I am going to hang on to it until I hear some feedback on the KelTec's.


----------



## jigman29 (Dec 30, 2010)

my gun dealer got one in the other day but I am 3rd on the listBut I did get to hold it and check it out and it felt great and was very lightweight.I guess it will gain weight fast when you fill the  30 round clip lol. He got to take it to the range and he said it handled awesome and shot great,he shot the cheapest ammo he could get and said it never failed to cycle and was a dream to shoot.I hope to get mine soon since kel tec has opened their assembly lines.I will post a review when I get to shoot mine.


----------



## csa1976 (Dec 30, 2010)

saw a video on the internet where a guy shot 90 rounds in 25 seconds. He went through three clips and could have even shot those 90 rds faster had he been smoother on his clip exchanges.
looked pretty sweet to me. they also make a 308 bull pup, i believe thats the name, it is a nasty rifle. need to check out.


----------



## lagrangedave (Dec 30, 2010)

I talked to Bill at Adventure Outdoors today and they will special order them for you for $249, shipment date unknown. Kel tec has been having issues with the people who are heat treating their barrels. They say that they have this issue settled and will return to shipping 500 per week soon. Demand is high, which probably means that it may be a sweet shooter or maybe a fad. Only 2 have come thru their store so far so the list is long. I want one, but I may wait awhile until they have smoothed the kinks out.
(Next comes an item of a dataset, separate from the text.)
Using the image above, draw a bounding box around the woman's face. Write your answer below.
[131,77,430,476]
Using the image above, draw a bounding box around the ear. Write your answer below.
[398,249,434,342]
JMHO


----------



## frdstang90 (Jan 27, 2011)

Has anybody had a chance to try one of these out yet?


----------



## jmoser (Jan 27, 2011)

Just ordered a SUB2000 9mm but have had my eye on the 22 mag as well.

With 50 gr Federal JHPs this would pack some significant firepower - given the weight of 500 rds of ammo it makes for a real attractive **** gun.

I am also eagerly awaiting more real world reviews.


----------



## frdstang90 (Apr 29, 2011)

I am not hearing any good feedback the few people I have talked with anybody out there had any good luck with these pistols.


----------



## 1022 (May 10, 2011)

Brought one home a couple of weeks ago .............jammed every shot with 4 different ammo mfg.By jammed I mean failure to feed.


----------



## simpleman30 (May 10, 2011)

i haven't found anyone around here that's been able to get their hands on one.  i have heard stories on other forums about jamming due to non-domestic ammo.  supposedly keltec has released a list of recommended ammo brands.  in a few of the articles, the individuals sent their gun back to keltec and had it back within 2-3 weeks operating as it should with the proper brand of ammo.  personally, if i'm going to pay that much for a gun like this, it shouldn't matter what brand of ammo i buy.


----------



## 1022 (May 12, 2011)

simpleman30 said:


> i haven't found anyone around here that's been able to get their hands on one.  i have heard stories on other forums about jamming due to non-domestic ammo.  supposedly keltec has released a list of recommended ammo brands.  in a few of the articles, the individuals sent their gun back to keltec and had it back within 2-3 weeks operating as it should with the proper brand of ammo.  personally, if i'm going to pay that much for a gun like this, it shouldn't matter what brand of ammo i buy.



10-4 I used the recommended ammo plus everthing the shop had and still no go,think I'll just go with the Taurus Tracker in 22mag......


----------